Compiling using the host system
This method relies on using the native build tools as well as the capability aware compilers provided by the Cheri project.
The first step was to run python3 cheribuild.py run-riscv64-purecap -d this will install and run the riscv64-purecap virtrual machine but more importantly it will install most of the dependencies required to cross compile our code. We will also need to run the same commands as we did for native compilation.
Note you will need to run python3 cheribuild.py disk-image-riscv64-purecap to merge the changes into the disk image.
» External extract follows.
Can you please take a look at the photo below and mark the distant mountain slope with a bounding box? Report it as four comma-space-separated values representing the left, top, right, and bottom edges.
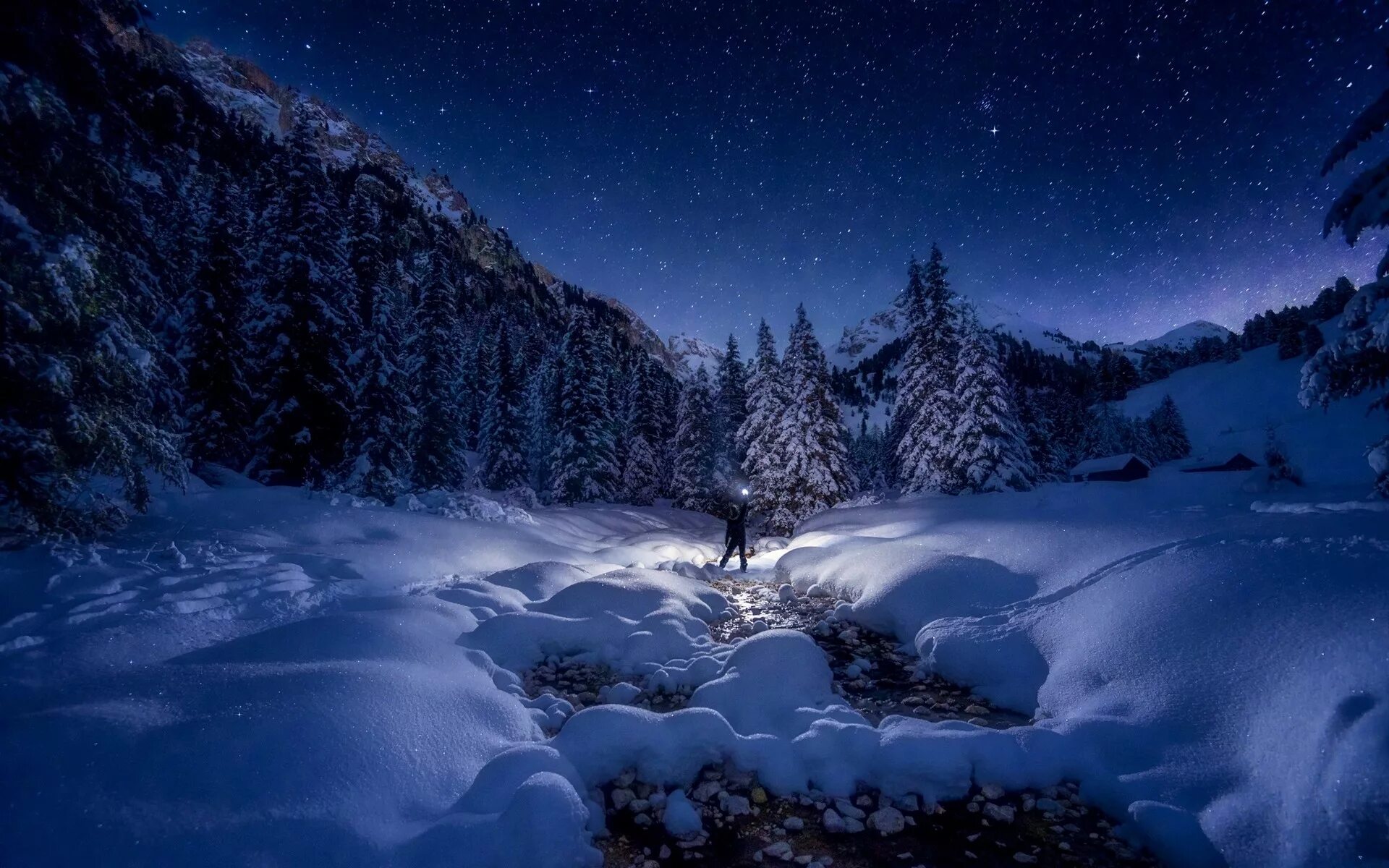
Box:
666, 332, 723, 376
1118, 334, 1383, 495
1111, 320, 1233, 353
- python3 cheribuild.py libunwind-riscv64-purecap
- python3 cheribuild.py libcxx-riscv64-purecap
- python3 cheribuild.py libcxxrt-riscv64-purecap
This repo https://github.com/capablevms/cheri-examples is a good place to start when looking at cross compilation with CMake and Cheri. Importantly it contains a toolchain file. The file helps CMake determine the location of the capability aware compilers and config files required to cross compile the application. We are using the riscv64-purecap.cmake file.
The repo listed also contains some great examples and the README includes details on how to use the toolchain to compile these using CMake and Make/Ninja. This is setup to work directly with the config files and build tools that are installed when you run a riscv64-purecap virtual machine.
Basic compilation steps:
- Copy the toolchain file (eg: riscv64-purecap.cmake) into the same directory as the code you want to compile.
- Create a build directory outside of this one and cd into it.
- cmake -B <Location of build dir> -S <source folder > -DCMAKE_TOOLCHAIN_FILE=riscv64-purecap.cmake (This will create the files required to build the application) Note: Add -DCMAKE_BUILD_TYPE=Debug if you want to compile the application to include the extra information for easier debugging later.
- make all (This will compile the application)
Once you complete you should end up with a build inside your current build folder containing the executable files.
You can now attempt to run this on the QEMU virtual machine.